Kattalan (Malayalam)
Director: Paul George
Cast: Anthony Varghese, Sunil, Jagadish, Dushara Vijayan, Kabir Duhan Singh, Parth Tiwari
Runtime: 120 minutes
Storyline: A feared ivory cartel head recruits an expert smuggler when a rival attempts to scuttle his business and take control of the cartel.
It is not surprising, for Kattalan belongs to the same universe as Marco, perhaps one of the most violent films ever made in Malayalam. Violence, in this universe, is an end in itself. Situations are created to unleash maximum violence, which is piled on until we are desensitised enough to stop caring. The action choreography itself, despite the presence of an acclaimed team, is not aesthetic enough to write home about. It is one jangled mess of dislocated limbs and splattered brains, much of it filmed too fast to make any sense of who is fighting whom. The scenes involving a few machine gun-toting kids and sequences of children watching approvingly as the elders unleash violence make one wonder about the thought process that went into the making of the film.
All that action and violence is built around a very basic story that has already been seen in countless films, although the treatment shows that the makers had ‘pan-India’ ambitions like Pushpa and KGF. An entire village deep in the forest is under the rule of Maari (Sunil), a feared ivory smuggler, who unleashes wanton violence on the hapless villagers who also work for him.
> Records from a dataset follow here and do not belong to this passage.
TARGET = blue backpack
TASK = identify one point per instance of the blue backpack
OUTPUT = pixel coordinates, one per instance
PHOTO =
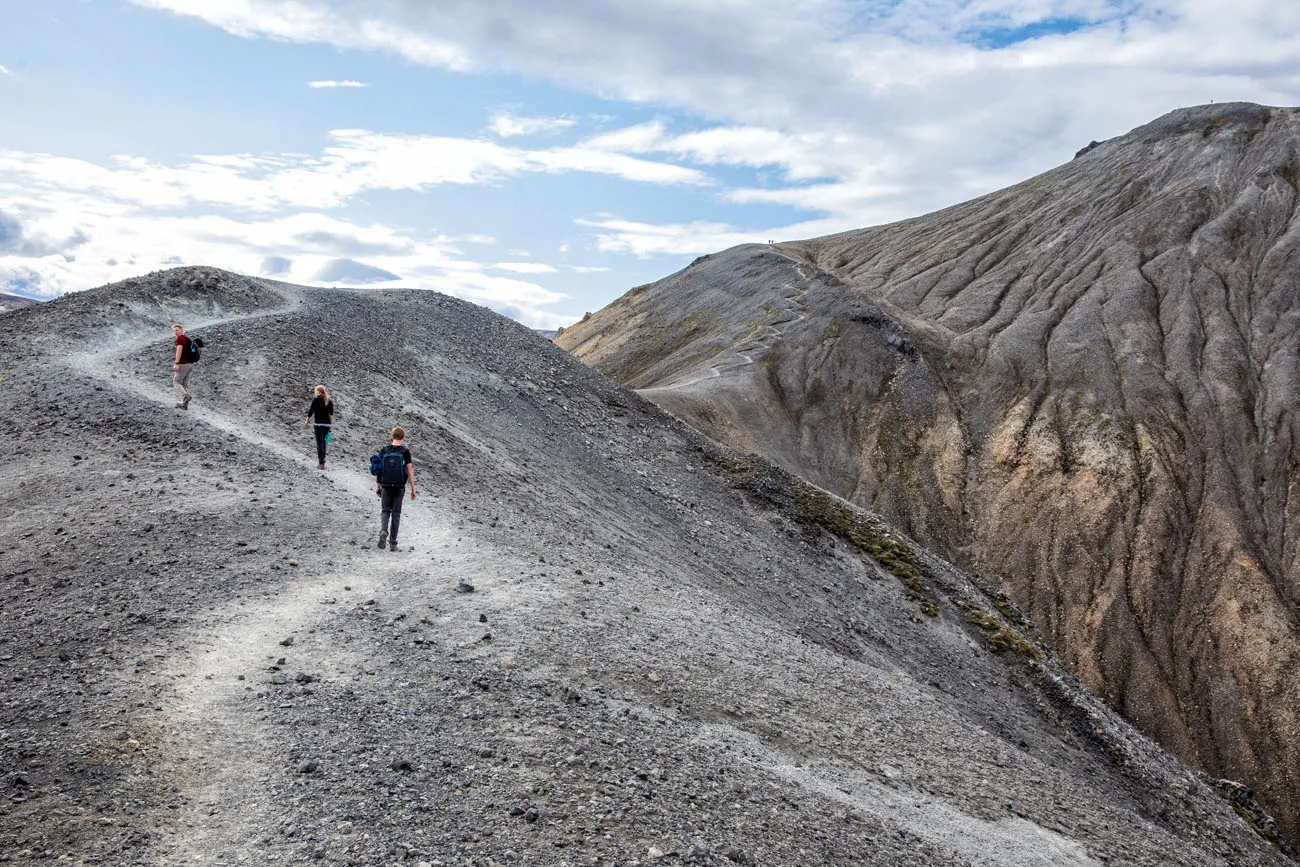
(389, 465)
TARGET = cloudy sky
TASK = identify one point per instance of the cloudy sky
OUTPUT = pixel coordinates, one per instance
(542, 156)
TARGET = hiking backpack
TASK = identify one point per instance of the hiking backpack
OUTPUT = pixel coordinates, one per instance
(391, 468)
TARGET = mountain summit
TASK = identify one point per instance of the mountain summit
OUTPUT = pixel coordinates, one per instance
(1083, 388)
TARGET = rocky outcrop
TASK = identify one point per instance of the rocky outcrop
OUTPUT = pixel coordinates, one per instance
(1084, 388)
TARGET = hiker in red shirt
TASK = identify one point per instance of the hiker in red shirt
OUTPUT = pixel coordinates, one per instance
(186, 356)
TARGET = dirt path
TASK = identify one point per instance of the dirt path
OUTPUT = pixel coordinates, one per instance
(213, 729)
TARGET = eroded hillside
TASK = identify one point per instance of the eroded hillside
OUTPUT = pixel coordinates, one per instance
(1083, 388)
(672, 653)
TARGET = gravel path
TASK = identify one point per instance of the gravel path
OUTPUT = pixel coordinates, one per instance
(672, 653)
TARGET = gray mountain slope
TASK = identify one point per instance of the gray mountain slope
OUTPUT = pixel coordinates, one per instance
(14, 302)
(672, 653)
(1082, 388)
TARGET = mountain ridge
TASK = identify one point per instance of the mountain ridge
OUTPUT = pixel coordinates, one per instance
(1078, 386)
(672, 651)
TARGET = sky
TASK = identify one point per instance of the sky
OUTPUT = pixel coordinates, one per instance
(544, 156)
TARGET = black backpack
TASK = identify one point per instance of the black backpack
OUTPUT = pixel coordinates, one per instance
(393, 467)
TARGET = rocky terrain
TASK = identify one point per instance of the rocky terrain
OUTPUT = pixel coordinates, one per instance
(672, 653)
(14, 302)
(1082, 388)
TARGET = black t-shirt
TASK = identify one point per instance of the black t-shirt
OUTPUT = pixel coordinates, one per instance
(406, 456)
(390, 449)
(320, 410)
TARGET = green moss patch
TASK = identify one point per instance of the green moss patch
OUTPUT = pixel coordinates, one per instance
(811, 506)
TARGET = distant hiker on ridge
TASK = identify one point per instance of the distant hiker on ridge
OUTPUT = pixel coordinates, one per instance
(186, 356)
(320, 415)
(394, 471)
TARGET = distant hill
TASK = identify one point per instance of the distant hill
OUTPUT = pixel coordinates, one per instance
(672, 653)
(14, 302)
(1083, 386)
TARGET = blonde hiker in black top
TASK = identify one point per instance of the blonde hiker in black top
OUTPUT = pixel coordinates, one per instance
(320, 415)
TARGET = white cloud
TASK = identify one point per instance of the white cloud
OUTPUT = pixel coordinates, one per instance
(510, 125)
(891, 108)
(356, 161)
(696, 238)
(525, 267)
(120, 239)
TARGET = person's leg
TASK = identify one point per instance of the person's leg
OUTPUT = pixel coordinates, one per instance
(397, 514)
(386, 501)
(320, 443)
(182, 378)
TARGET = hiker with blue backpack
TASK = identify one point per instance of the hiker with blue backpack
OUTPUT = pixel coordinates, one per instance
(182, 365)
(393, 471)
(320, 415)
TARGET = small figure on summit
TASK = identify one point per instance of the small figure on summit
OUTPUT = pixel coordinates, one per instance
(182, 365)
(393, 468)
(320, 415)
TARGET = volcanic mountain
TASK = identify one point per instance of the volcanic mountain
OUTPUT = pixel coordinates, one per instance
(1082, 388)
(603, 638)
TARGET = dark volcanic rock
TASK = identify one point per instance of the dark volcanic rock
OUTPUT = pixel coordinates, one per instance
(1083, 386)
(755, 671)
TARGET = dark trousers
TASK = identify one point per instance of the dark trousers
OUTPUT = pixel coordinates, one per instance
(320, 442)
(390, 497)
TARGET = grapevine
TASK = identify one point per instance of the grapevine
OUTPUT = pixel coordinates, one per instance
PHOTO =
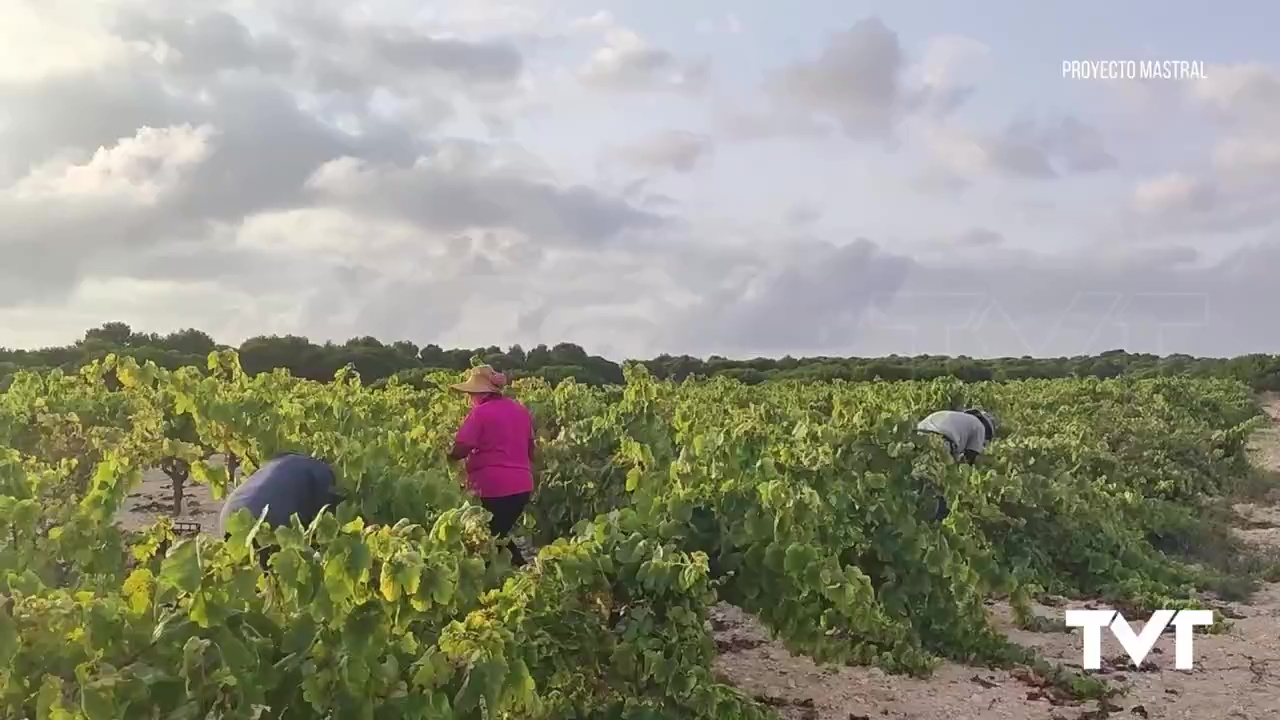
(800, 502)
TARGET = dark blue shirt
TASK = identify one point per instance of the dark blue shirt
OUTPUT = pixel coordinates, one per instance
(286, 486)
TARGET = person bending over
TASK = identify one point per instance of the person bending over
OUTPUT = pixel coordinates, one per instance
(965, 433)
(288, 484)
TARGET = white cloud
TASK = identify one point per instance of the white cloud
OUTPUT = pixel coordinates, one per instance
(137, 169)
(328, 171)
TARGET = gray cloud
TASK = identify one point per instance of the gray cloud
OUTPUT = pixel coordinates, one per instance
(858, 85)
(667, 151)
(245, 181)
(860, 300)
(981, 237)
(1025, 149)
(630, 63)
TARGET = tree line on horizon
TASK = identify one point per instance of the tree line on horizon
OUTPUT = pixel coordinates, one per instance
(376, 361)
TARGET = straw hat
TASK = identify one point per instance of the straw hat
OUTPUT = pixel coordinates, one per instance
(481, 379)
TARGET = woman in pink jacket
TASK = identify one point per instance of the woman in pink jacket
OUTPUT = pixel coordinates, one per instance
(497, 441)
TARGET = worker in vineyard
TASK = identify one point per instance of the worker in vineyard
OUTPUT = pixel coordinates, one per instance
(497, 442)
(288, 484)
(965, 433)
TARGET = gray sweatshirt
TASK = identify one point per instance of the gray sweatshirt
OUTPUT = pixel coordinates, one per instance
(286, 486)
(961, 429)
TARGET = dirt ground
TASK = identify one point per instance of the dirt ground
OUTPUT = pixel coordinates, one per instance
(154, 497)
(1237, 674)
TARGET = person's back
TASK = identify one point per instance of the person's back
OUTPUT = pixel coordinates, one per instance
(498, 431)
(284, 486)
(965, 433)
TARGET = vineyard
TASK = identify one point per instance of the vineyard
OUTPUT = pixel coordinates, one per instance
(807, 505)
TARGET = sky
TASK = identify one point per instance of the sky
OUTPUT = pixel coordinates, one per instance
(819, 177)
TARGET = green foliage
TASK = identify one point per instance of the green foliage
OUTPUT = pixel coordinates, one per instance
(798, 501)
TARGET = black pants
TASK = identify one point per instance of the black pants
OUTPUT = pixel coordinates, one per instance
(506, 511)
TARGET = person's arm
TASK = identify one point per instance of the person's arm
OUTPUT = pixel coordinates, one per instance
(467, 438)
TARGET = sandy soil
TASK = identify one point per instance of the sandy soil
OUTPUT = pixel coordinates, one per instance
(154, 497)
(1237, 674)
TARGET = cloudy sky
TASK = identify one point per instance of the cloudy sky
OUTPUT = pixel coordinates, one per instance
(707, 177)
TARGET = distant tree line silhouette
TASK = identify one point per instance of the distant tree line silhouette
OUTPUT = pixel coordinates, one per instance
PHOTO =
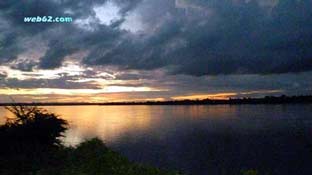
(283, 99)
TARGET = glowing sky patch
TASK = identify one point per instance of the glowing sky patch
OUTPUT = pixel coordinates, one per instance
(107, 13)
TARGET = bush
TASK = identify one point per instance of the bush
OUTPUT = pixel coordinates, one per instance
(31, 144)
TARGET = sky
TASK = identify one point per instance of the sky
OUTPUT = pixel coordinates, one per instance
(138, 50)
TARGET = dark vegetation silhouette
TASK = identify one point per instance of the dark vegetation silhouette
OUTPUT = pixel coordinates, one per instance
(31, 144)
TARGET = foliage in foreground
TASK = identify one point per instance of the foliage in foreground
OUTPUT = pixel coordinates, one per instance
(31, 144)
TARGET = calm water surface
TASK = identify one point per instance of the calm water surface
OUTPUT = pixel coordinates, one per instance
(200, 139)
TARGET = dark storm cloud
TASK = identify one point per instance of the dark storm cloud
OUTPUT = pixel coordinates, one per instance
(186, 37)
(60, 83)
(221, 37)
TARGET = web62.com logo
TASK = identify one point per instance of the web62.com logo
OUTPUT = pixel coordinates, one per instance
(47, 19)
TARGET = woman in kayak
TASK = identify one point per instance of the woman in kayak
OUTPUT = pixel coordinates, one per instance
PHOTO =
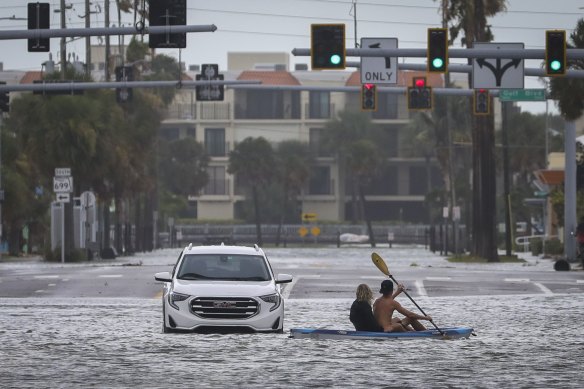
(361, 314)
(384, 307)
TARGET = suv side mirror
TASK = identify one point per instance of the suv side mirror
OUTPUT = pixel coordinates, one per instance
(163, 276)
(283, 278)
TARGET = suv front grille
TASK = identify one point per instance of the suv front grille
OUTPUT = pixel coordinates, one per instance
(224, 307)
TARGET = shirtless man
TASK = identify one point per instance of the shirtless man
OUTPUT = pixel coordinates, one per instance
(385, 305)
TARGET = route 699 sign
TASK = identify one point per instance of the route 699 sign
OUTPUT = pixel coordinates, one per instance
(63, 184)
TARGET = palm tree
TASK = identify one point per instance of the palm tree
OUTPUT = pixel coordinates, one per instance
(254, 163)
(352, 137)
(569, 92)
(294, 162)
(470, 17)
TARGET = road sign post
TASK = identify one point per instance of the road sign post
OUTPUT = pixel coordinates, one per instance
(496, 73)
(522, 95)
(379, 70)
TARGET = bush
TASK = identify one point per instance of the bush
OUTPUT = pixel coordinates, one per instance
(554, 247)
(536, 246)
(77, 255)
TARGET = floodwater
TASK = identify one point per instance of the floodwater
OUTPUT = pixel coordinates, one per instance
(523, 341)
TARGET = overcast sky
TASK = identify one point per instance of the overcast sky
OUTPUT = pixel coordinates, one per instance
(282, 25)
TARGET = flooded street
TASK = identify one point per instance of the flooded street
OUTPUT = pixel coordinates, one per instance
(531, 340)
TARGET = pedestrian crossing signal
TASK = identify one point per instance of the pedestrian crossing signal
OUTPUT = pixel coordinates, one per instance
(437, 55)
(482, 102)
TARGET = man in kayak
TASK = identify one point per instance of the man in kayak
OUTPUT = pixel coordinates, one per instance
(384, 307)
(361, 314)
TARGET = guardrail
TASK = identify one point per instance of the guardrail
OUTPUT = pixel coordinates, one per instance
(525, 241)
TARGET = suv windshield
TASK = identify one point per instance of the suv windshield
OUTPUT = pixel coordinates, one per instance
(228, 267)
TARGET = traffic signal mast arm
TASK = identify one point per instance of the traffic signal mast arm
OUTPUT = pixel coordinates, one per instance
(452, 53)
(101, 31)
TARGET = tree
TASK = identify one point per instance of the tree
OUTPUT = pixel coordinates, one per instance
(352, 137)
(294, 162)
(254, 164)
(470, 17)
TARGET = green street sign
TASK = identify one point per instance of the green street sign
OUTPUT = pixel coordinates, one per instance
(522, 94)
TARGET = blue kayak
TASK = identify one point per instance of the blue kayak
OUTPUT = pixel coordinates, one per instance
(317, 333)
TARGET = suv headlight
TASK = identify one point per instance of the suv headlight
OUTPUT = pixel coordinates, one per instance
(173, 297)
(272, 299)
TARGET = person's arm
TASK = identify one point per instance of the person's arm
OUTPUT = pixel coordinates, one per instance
(410, 314)
(400, 288)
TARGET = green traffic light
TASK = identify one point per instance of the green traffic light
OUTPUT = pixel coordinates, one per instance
(437, 63)
(335, 59)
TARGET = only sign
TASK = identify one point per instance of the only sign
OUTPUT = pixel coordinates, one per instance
(63, 184)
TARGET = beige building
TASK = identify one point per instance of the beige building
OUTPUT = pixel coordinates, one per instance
(279, 115)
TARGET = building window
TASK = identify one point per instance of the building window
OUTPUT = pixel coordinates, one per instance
(317, 147)
(170, 133)
(319, 105)
(384, 183)
(217, 184)
(418, 180)
(258, 104)
(320, 181)
(215, 142)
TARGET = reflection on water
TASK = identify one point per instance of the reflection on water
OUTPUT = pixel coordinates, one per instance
(523, 341)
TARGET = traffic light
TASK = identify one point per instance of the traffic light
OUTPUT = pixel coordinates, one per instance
(38, 18)
(327, 46)
(368, 97)
(419, 95)
(481, 102)
(4, 100)
(437, 54)
(124, 73)
(555, 52)
(168, 13)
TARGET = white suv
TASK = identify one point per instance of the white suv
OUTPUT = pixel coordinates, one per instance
(222, 288)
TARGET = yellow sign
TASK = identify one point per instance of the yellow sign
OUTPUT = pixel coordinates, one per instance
(303, 231)
(308, 217)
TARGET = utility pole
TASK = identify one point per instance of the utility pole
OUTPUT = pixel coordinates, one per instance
(63, 44)
(107, 42)
(87, 41)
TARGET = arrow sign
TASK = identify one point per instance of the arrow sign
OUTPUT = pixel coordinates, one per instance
(63, 197)
(496, 73)
(379, 70)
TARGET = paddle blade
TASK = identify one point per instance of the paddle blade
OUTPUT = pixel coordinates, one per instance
(380, 263)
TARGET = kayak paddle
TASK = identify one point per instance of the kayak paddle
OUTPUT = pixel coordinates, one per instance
(380, 263)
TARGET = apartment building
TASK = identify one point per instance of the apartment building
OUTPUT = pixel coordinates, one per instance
(283, 114)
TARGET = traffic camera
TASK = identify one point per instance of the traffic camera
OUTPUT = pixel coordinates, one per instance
(419, 95)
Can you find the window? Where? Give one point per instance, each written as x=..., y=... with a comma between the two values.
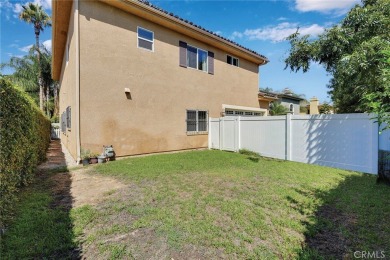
x=229, y=112
x=197, y=121
x=232, y=60
x=145, y=39
x=242, y=113
x=193, y=57
x=196, y=58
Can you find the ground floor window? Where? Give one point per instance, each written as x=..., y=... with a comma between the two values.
x=197, y=121
x=242, y=113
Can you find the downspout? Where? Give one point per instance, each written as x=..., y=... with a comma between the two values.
x=77, y=80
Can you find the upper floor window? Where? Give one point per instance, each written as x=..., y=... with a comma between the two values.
x=197, y=121
x=145, y=39
x=232, y=60
x=196, y=58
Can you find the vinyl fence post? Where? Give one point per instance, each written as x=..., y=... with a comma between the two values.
x=238, y=137
x=220, y=133
x=288, y=137
x=375, y=147
x=210, y=137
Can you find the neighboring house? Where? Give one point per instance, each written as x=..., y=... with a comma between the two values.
x=140, y=79
x=286, y=98
x=290, y=101
x=315, y=108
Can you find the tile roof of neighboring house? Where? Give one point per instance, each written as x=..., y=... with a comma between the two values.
x=270, y=95
x=199, y=27
x=290, y=97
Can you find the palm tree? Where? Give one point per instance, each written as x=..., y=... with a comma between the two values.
x=277, y=109
x=35, y=15
x=25, y=70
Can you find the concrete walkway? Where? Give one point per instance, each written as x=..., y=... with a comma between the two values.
x=57, y=157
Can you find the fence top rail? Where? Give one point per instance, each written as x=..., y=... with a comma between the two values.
x=358, y=116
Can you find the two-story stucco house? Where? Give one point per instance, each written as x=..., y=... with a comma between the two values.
x=143, y=80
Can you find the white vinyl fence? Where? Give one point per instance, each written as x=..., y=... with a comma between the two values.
x=55, y=131
x=346, y=141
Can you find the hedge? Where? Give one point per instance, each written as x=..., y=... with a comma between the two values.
x=24, y=139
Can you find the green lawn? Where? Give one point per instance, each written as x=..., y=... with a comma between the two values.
x=214, y=204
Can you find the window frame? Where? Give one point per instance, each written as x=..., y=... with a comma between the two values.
x=142, y=38
x=197, y=132
x=232, y=58
x=197, y=58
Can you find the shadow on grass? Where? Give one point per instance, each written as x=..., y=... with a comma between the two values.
x=42, y=227
x=353, y=217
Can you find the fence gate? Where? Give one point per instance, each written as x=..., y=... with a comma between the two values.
x=55, y=131
x=346, y=141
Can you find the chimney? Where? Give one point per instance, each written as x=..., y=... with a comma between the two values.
x=314, y=106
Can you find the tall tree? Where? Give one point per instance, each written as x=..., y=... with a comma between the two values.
x=277, y=109
x=35, y=15
x=351, y=52
x=25, y=71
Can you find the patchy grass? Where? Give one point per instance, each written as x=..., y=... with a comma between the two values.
x=208, y=204
x=40, y=228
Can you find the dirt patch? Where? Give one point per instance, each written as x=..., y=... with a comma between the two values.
x=329, y=241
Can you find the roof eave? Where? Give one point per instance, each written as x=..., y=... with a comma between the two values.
x=60, y=22
x=166, y=20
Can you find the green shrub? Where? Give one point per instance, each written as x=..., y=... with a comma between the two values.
x=24, y=139
x=249, y=153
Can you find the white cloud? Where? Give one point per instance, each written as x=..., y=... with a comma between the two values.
x=17, y=8
x=46, y=4
x=281, y=31
x=324, y=5
x=282, y=19
x=47, y=45
x=26, y=48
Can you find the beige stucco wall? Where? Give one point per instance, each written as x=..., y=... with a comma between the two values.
x=154, y=119
x=68, y=88
x=264, y=104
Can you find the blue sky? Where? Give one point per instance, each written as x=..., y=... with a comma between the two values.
x=258, y=25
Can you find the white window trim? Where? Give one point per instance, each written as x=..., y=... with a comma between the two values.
x=197, y=59
x=139, y=37
x=238, y=60
x=197, y=132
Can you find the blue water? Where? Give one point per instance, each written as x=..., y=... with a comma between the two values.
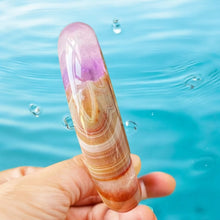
x=165, y=70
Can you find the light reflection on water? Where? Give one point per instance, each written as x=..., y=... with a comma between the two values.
x=165, y=69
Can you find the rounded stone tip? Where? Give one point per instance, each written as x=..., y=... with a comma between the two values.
x=79, y=52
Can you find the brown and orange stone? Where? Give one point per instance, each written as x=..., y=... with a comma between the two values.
x=96, y=117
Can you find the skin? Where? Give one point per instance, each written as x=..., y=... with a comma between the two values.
x=65, y=191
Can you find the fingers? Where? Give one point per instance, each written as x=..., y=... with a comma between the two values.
x=157, y=184
x=136, y=161
x=100, y=212
x=14, y=173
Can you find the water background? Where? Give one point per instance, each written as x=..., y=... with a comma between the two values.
x=165, y=70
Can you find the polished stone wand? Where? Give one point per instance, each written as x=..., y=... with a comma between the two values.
x=96, y=117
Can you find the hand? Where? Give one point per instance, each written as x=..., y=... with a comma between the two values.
x=65, y=191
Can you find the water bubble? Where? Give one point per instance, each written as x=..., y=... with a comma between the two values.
x=116, y=26
x=68, y=123
x=130, y=127
x=193, y=82
x=35, y=110
x=203, y=165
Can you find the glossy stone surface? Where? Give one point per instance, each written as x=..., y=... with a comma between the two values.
x=96, y=117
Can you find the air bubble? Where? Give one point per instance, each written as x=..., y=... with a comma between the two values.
x=68, y=123
x=130, y=127
x=116, y=26
x=203, y=165
x=193, y=81
x=35, y=110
When another gang attempts to scuttle his business and capture the cartel, he enlists the help of Anthony (Anthony Varghese), a man adept at smuggling stuff even through tightly controlled borders.
ALSO READ: Actor Indrans credits RJ Balaji for helping him overcome apprehensions in ‘Karuppu’
Debutant director Paul George appears to have been given the task of expanding the Marco universe by its production team, the ever-expanding “universes” now being one of the bane of most industries. Although the names of three writers, including the director, are listed, the film does not seem to have a screenplay long enough to fill a page. Much of the cast delivers dialogues by Unni R as if they are reading a textbook.
Ravi Basrur splits the eardrums with his brand of loud, unimaginative jingle-jangle that passes for background score these days. The cold commercial calculations behind this project are evident in how popular influencers pop up one after the other just to show their faces and draw cheers from their respective “fanbases”. Most of them don’t even have a line of dialogue. The three post-credit sequences, including an AI-generated one, threaten to expand the agonising universe in the coming years.